Nach wie vor sind viele Menschen im Hochsauerlandkreis arbeitslos gemeldet, trotzdem suchen viele Branchen dringend nach neuen Mitarbeiterinnen und Mitarbeitern - und finden keine. Wie kommt es dazu? Und wohin sind die Menschen gegangen, die während Coronakrise ihre Stellen verloren haben? Ein Interview mit Oliver Schmale, dem Vorsitzenden der Geschäftsführung der Agentur für Arbeit Meschede-Soest.
Wie kann es sein, dass es einerseits viele Jobsuchende gibt und andererseits Stellen in Gastronomie oder Einzelhandel nicht mehr besetzt werden können? Provokant gefragt: Sitzen einige Menschen lieber mit Arbeitslosengeld oder Grundsicherung daheim statt für ein wenig mehr Geld zur Arbeit zu gehen?
In der Zahl der Arbeitslosen gibt es jeden Monat Bewegung, wir sprechen hier nicht von einer „starre Masse“. Jeden Monat melden sich Menschen in Arbeit ab und andere müssen sich aufgrund von Arbeitsplatzverlust bei uns melden. Eine rein rechnerische Betrachtung ist allein aus diesem Grund nicht sinnvoll. Dann kommt hinzu: Nicht jede gemeldete Arbeitsstelle passt zu jedem arbeitslosen Menschen.

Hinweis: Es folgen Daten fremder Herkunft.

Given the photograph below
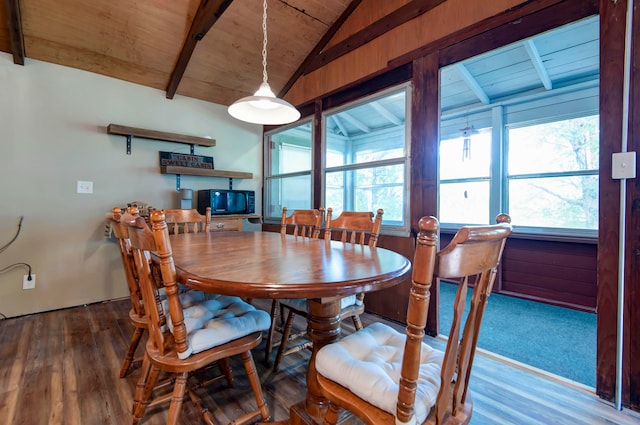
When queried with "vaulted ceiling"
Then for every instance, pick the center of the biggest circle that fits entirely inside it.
(209, 49)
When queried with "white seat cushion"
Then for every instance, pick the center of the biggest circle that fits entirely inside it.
(368, 363)
(213, 320)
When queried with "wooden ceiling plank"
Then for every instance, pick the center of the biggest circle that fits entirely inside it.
(400, 16)
(208, 13)
(15, 31)
(318, 48)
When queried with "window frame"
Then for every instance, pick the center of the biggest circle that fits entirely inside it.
(499, 180)
(269, 177)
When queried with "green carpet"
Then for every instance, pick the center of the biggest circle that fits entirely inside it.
(554, 339)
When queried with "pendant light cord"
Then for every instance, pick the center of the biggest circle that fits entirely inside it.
(264, 43)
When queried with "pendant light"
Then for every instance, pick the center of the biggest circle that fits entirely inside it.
(264, 107)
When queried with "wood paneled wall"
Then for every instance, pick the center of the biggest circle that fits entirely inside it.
(374, 56)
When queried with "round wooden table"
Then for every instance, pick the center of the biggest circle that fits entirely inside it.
(269, 265)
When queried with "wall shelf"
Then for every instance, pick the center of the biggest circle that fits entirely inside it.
(204, 172)
(144, 133)
(130, 132)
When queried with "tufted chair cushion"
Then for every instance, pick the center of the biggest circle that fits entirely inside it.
(212, 320)
(368, 363)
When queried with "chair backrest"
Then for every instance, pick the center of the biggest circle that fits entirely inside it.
(474, 251)
(187, 220)
(121, 232)
(354, 227)
(145, 241)
(305, 223)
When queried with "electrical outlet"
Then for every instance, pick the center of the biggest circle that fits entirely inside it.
(28, 284)
(84, 187)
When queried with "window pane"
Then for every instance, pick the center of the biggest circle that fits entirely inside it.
(568, 145)
(466, 203)
(372, 188)
(460, 159)
(558, 202)
(370, 131)
(290, 192)
(291, 150)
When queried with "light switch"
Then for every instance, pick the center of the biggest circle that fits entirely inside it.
(623, 165)
(85, 187)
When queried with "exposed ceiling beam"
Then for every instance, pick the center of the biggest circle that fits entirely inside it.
(409, 11)
(338, 124)
(472, 83)
(207, 15)
(15, 30)
(362, 126)
(385, 113)
(318, 48)
(534, 55)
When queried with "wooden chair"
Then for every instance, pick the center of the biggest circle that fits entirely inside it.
(352, 227)
(136, 314)
(187, 220)
(415, 384)
(359, 228)
(302, 223)
(187, 339)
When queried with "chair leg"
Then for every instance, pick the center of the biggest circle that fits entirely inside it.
(147, 382)
(142, 381)
(135, 340)
(285, 337)
(176, 398)
(357, 323)
(331, 417)
(254, 380)
(225, 368)
(272, 332)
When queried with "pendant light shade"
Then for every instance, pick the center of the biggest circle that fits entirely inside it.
(264, 107)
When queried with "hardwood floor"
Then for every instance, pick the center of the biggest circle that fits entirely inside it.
(62, 367)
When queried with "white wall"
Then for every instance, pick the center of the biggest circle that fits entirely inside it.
(53, 133)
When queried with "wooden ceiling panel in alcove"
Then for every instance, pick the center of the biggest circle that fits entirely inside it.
(229, 58)
(122, 39)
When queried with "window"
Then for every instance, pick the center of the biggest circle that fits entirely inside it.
(366, 158)
(552, 175)
(519, 134)
(288, 167)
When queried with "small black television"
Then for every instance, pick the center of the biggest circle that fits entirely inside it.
(226, 201)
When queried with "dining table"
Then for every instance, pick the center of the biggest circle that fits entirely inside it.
(275, 266)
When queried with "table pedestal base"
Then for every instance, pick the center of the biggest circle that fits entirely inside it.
(298, 415)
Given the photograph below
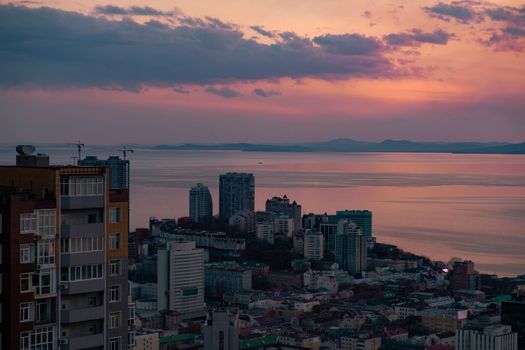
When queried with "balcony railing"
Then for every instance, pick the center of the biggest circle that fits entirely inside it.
(82, 202)
(80, 315)
(82, 230)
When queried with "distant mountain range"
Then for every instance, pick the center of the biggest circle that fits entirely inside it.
(349, 145)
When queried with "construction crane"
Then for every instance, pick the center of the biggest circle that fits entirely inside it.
(125, 151)
(79, 148)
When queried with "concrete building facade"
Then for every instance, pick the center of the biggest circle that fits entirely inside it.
(350, 248)
(236, 193)
(180, 278)
(68, 230)
(201, 205)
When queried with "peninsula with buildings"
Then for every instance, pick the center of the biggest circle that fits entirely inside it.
(73, 276)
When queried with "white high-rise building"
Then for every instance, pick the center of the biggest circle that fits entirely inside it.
(265, 231)
(221, 331)
(313, 245)
(493, 337)
(236, 193)
(283, 226)
(201, 207)
(180, 285)
(350, 247)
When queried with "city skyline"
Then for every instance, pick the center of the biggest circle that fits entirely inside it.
(272, 72)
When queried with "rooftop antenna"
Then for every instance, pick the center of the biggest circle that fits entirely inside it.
(79, 148)
(125, 151)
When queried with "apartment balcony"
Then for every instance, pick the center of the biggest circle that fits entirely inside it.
(82, 230)
(82, 342)
(76, 259)
(80, 315)
(79, 287)
(82, 202)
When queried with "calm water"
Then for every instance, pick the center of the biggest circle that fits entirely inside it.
(439, 205)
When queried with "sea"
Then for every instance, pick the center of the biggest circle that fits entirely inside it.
(443, 206)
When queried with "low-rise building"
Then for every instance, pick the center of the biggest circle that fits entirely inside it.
(360, 341)
(226, 277)
(147, 341)
(443, 320)
(491, 337)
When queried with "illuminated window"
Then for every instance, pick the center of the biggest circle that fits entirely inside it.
(115, 319)
(114, 215)
(26, 253)
(114, 267)
(26, 312)
(25, 282)
(114, 293)
(114, 241)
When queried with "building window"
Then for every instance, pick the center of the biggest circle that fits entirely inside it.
(82, 186)
(114, 293)
(82, 245)
(114, 267)
(28, 223)
(115, 319)
(26, 255)
(114, 241)
(43, 338)
(26, 312)
(25, 282)
(25, 340)
(81, 273)
(46, 221)
(45, 252)
(114, 215)
(114, 343)
(44, 282)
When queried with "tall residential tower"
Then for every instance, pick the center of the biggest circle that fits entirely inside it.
(236, 193)
(64, 257)
(201, 208)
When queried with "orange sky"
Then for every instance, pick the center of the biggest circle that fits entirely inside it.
(452, 84)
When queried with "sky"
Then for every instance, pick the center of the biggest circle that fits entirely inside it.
(122, 72)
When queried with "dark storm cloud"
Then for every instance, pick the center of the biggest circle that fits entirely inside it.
(56, 49)
(225, 92)
(459, 12)
(349, 44)
(417, 37)
(262, 31)
(265, 93)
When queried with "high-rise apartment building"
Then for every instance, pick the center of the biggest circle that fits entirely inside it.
(313, 245)
(350, 247)
(222, 331)
(283, 206)
(283, 226)
(180, 279)
(513, 314)
(64, 257)
(201, 207)
(464, 276)
(329, 232)
(236, 193)
(118, 169)
(486, 337)
(362, 218)
(265, 232)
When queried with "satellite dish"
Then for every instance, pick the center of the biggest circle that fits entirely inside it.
(25, 150)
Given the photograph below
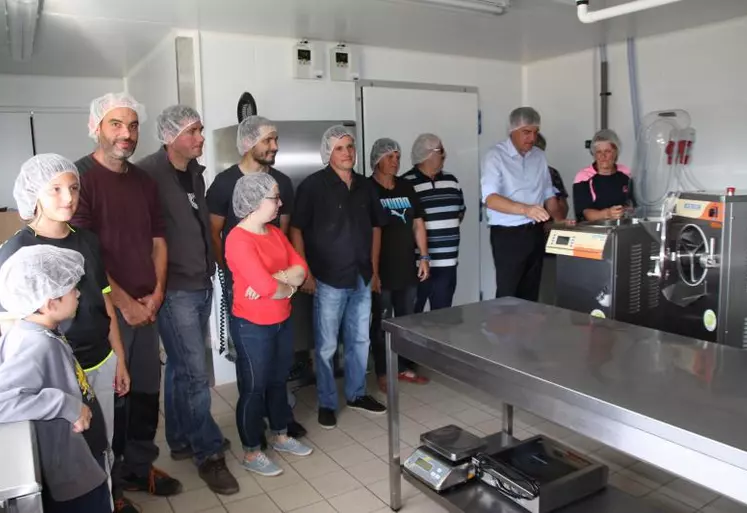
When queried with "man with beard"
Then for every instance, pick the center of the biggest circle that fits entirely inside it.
(191, 431)
(257, 143)
(119, 202)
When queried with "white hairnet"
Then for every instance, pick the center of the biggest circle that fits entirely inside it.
(251, 131)
(36, 173)
(605, 135)
(331, 137)
(249, 192)
(101, 106)
(423, 146)
(523, 117)
(35, 274)
(381, 148)
(173, 121)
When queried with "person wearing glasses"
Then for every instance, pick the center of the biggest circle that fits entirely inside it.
(443, 205)
(267, 272)
(604, 190)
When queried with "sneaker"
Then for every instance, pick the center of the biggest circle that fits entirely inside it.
(262, 465)
(292, 446)
(157, 483)
(217, 476)
(296, 430)
(187, 453)
(124, 505)
(367, 404)
(327, 418)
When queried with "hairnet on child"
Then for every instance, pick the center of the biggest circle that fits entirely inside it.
(102, 105)
(35, 274)
(381, 148)
(249, 192)
(251, 131)
(173, 121)
(35, 174)
(331, 137)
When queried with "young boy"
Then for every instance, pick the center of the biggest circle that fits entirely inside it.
(41, 381)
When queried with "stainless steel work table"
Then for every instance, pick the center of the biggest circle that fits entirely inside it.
(677, 403)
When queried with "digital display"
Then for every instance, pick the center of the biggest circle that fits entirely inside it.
(304, 55)
(420, 462)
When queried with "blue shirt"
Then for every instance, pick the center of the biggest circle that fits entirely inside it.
(524, 179)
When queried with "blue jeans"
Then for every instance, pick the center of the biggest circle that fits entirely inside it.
(351, 309)
(438, 289)
(264, 355)
(183, 325)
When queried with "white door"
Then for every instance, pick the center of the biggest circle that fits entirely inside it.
(402, 114)
(15, 149)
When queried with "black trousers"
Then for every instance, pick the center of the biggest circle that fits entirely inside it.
(518, 253)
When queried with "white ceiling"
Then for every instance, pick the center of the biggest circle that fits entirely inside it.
(106, 38)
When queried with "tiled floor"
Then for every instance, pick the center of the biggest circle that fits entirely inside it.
(348, 472)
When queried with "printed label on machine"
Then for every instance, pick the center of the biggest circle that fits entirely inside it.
(577, 243)
(697, 209)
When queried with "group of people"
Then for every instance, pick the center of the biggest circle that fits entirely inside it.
(118, 257)
(522, 194)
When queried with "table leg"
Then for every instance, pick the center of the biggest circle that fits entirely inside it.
(508, 418)
(392, 371)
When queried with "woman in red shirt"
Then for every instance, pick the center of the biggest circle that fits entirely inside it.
(267, 272)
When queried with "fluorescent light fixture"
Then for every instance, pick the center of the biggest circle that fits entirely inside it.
(496, 7)
(21, 17)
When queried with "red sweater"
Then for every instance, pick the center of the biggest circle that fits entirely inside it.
(253, 259)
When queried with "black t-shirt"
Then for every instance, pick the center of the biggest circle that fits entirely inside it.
(220, 196)
(397, 268)
(88, 333)
(602, 191)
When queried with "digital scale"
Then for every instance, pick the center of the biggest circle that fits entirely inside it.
(538, 474)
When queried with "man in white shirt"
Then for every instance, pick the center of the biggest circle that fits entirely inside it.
(518, 191)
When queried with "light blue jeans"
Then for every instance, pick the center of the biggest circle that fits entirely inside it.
(350, 309)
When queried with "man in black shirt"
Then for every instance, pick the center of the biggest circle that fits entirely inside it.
(400, 270)
(257, 143)
(191, 431)
(336, 227)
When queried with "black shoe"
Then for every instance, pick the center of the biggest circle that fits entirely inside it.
(327, 418)
(367, 404)
(296, 430)
(187, 453)
(157, 483)
(123, 505)
(217, 476)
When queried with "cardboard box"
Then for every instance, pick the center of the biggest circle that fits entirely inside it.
(10, 223)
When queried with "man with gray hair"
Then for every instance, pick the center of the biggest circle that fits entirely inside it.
(119, 203)
(336, 228)
(443, 204)
(191, 431)
(518, 191)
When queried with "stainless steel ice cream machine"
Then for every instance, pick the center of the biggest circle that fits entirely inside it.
(684, 272)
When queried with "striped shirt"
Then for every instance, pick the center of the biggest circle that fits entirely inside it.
(443, 203)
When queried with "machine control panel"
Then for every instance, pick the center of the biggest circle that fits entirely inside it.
(577, 243)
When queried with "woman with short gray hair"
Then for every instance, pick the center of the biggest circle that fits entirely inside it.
(267, 271)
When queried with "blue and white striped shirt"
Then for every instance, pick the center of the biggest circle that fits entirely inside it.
(443, 203)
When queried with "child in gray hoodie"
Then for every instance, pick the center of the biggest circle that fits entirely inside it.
(41, 381)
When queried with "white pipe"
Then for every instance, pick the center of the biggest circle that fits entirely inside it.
(618, 10)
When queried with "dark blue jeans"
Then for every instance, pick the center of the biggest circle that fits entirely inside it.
(183, 325)
(438, 289)
(264, 356)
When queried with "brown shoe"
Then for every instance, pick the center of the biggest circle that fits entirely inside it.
(216, 475)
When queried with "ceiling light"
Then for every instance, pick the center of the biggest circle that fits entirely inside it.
(21, 17)
(496, 7)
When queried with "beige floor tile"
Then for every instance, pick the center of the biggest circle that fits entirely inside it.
(258, 504)
(194, 501)
(296, 496)
(357, 501)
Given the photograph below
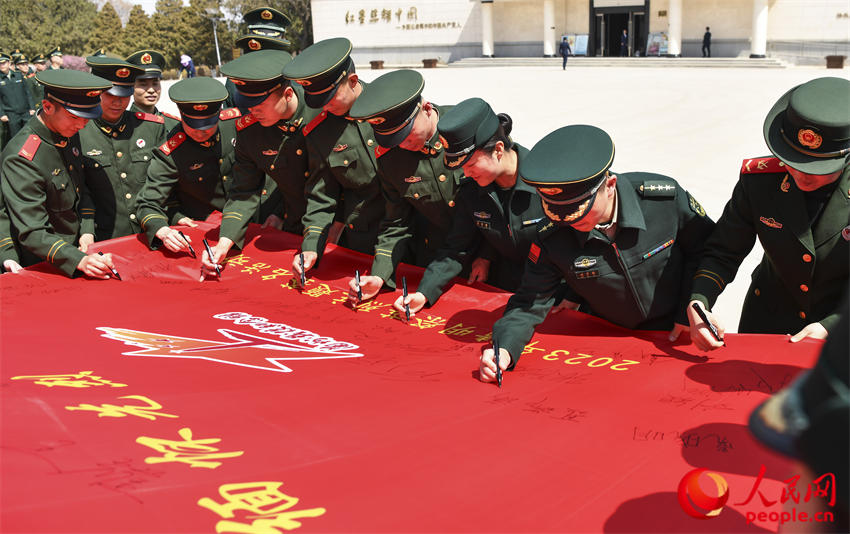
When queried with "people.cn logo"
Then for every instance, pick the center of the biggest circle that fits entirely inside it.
(696, 501)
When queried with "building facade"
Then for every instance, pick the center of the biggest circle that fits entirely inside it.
(407, 31)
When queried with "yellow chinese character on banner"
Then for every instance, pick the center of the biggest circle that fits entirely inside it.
(319, 290)
(269, 507)
(458, 330)
(82, 379)
(430, 321)
(194, 452)
(111, 410)
(531, 347)
(241, 259)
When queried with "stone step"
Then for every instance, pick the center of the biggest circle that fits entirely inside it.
(653, 62)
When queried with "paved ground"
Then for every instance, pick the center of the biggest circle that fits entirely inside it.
(694, 124)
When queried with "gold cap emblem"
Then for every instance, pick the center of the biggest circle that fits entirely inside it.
(809, 139)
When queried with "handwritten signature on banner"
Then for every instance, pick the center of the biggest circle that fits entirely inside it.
(317, 290)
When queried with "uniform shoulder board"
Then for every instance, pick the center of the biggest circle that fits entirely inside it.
(175, 141)
(30, 147)
(315, 122)
(229, 113)
(245, 121)
(149, 117)
(657, 189)
(762, 165)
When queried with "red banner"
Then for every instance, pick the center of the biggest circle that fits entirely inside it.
(161, 404)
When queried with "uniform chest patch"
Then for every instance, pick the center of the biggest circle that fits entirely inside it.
(584, 263)
(771, 222)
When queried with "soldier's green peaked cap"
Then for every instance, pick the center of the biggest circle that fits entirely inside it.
(121, 73)
(568, 167)
(257, 75)
(76, 91)
(150, 60)
(267, 22)
(465, 128)
(199, 101)
(253, 43)
(809, 127)
(320, 69)
(390, 104)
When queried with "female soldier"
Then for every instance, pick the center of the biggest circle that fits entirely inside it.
(499, 215)
(418, 186)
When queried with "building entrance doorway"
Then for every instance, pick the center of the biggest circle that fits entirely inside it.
(608, 23)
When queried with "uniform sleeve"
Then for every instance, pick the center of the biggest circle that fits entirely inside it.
(155, 195)
(695, 227)
(243, 197)
(528, 306)
(25, 192)
(730, 242)
(394, 234)
(8, 247)
(322, 192)
(463, 237)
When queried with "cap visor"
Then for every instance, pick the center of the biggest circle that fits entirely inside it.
(201, 124)
(394, 139)
(243, 101)
(120, 91)
(85, 113)
(779, 147)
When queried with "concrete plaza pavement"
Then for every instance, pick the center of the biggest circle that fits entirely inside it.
(694, 124)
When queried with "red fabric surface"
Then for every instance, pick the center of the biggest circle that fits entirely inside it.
(393, 432)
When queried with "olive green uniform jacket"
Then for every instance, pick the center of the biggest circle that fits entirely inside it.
(342, 183)
(278, 154)
(170, 120)
(419, 193)
(188, 179)
(44, 189)
(802, 277)
(641, 280)
(501, 233)
(117, 157)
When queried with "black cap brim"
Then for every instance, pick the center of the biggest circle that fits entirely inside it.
(200, 124)
(779, 147)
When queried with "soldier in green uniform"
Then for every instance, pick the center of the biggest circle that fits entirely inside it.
(118, 147)
(798, 205)
(43, 184)
(418, 187)
(266, 31)
(36, 90)
(16, 105)
(56, 59)
(342, 179)
(497, 212)
(147, 88)
(269, 142)
(191, 171)
(627, 245)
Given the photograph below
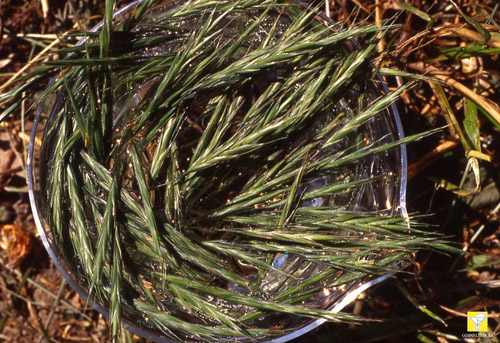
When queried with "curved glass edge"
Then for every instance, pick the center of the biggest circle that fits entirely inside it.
(348, 298)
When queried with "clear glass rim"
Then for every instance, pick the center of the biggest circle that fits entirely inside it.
(347, 298)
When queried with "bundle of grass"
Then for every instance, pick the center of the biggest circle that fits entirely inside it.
(219, 169)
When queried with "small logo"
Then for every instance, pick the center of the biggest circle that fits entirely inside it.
(477, 321)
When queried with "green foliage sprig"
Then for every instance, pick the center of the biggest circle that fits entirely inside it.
(203, 166)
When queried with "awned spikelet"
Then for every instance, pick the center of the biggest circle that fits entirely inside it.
(221, 169)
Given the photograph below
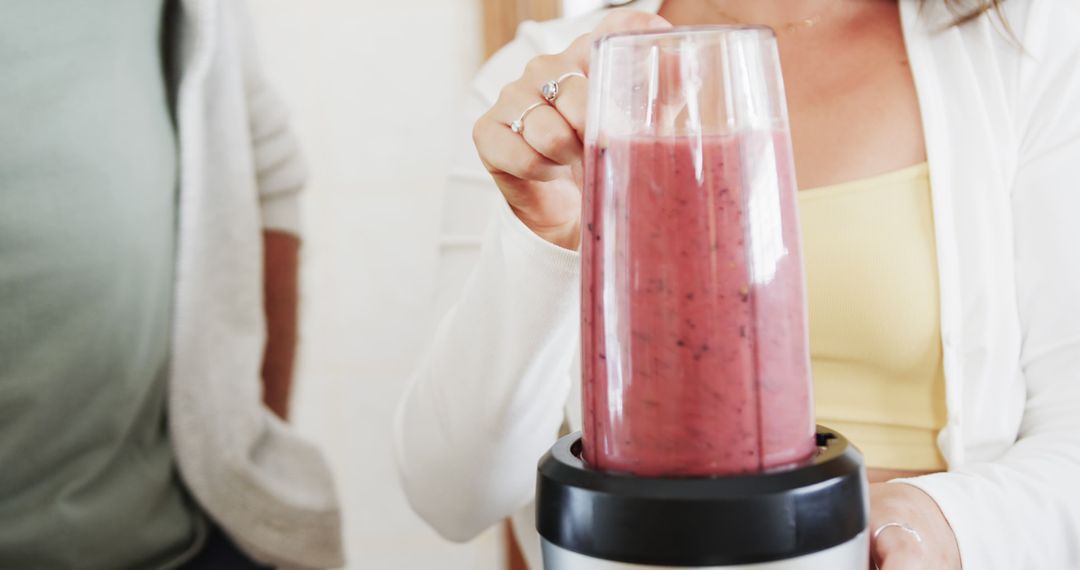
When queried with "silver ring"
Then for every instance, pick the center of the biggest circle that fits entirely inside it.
(518, 124)
(550, 89)
(901, 526)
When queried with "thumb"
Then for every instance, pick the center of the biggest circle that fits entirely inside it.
(617, 21)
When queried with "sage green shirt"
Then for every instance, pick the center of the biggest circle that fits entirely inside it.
(88, 191)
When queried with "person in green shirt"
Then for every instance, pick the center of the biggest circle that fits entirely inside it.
(89, 184)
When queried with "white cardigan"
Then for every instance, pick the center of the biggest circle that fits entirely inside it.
(1002, 133)
(240, 172)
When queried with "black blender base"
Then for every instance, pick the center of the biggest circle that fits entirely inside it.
(736, 521)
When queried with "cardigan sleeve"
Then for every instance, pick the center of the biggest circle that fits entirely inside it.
(1022, 511)
(280, 168)
(489, 394)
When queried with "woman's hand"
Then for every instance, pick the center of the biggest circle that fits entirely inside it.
(895, 548)
(539, 170)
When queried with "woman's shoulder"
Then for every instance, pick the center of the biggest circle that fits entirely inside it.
(538, 38)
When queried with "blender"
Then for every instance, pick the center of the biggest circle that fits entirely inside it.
(698, 447)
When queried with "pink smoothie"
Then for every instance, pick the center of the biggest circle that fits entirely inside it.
(694, 358)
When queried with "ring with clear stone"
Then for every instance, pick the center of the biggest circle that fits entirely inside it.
(550, 89)
(518, 124)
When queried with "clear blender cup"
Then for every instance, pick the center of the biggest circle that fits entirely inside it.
(694, 351)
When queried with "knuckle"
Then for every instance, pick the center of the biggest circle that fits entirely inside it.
(556, 140)
(532, 167)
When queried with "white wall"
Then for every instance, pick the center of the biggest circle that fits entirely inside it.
(374, 86)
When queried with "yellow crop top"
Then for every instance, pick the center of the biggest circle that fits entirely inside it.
(875, 340)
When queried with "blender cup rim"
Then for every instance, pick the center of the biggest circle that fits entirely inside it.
(634, 36)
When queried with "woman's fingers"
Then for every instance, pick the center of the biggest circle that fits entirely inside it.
(502, 150)
(623, 19)
(572, 103)
(550, 135)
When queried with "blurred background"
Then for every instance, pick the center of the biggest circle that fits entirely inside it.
(375, 89)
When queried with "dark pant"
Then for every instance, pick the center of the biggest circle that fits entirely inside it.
(219, 553)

Oft stimmen die Rahmenbedingungen, wie die Entfernung zum Arbeitsplatz, Arbeitszeiten oder auch die Qualifikation, nicht überein. Wir versuchen den suchenden Menschen und den Unternehmen bei diesen Hürden zu helfen, aber auch das braucht Zeit. Zum Beispiel dauert eine Qualifizierung nicht selten einige Monate, eine Umschulung sogar Jahre.
Es gibt Experten, die sagen, dieser Arbeits- und Fachkräftemangel ist erst der Anfang. Diese Entwicklung wird noch viel schlimmer. Stimmen Sie dem zu?
Der Arbeitsmarkt befindet sich im Wandel und es gibt viele Faktoren, die den Fachkräftemangel begünstigen können. Die demografische Entwicklung spielt hier eine große Rolle. Eine Hochrechnung des statistischen Landesamtes NRW prognostiziert beispielsweise für den Hochsauerlandkreis einen Rückgang der erwerbsfähigen Bevölkerung von ca. 22 Prozent bis 2050. Hinzu kommt, dass wir bereits heute viele Ausbildungsplätze in unserer Region nicht mehr besetzten können. Alleine im Juni waren es noch 1098 offene Stellen. Der Anteil der älteren Arbeitnehmer steigt und die Stellen können nicht mit klassischer Ausbildung nachbesetzt werden.
Orte wie Schmallenberg mit einer Arbeitslosenquote von unter zwei Prozent gelten als Regionen mit Vollbeschäftigung. Ist dort Zuwanderung die einzige Chance oder worauf kann die Wirtschaft hoffen?
Es wird nicht den einen Weg geben, um den Engpässen begegnen zu können. Es geht nur mit einer Kombination aus vielen Bausteinen. Ich denke da an Qualifizierung von Arbeitslosen und Beschäftigten, klassische Ausbildung, Erhöhung der Frauenerwerbsquote, Digitalisierung von Prozessen und natürlich die Zuwanderung.
>>> Lesen Sie auch: Sexismus: Musiker haben ein ganz anderes Problem mit Layla <<<
Speziell der Hochsauerlandkreis hat Probleme, auswärtige Fachkräfte zu gewinnen und zu binden. Welche Unterstützung können Sie Unternehmen bieten? Was sind die Stärken dieser Region?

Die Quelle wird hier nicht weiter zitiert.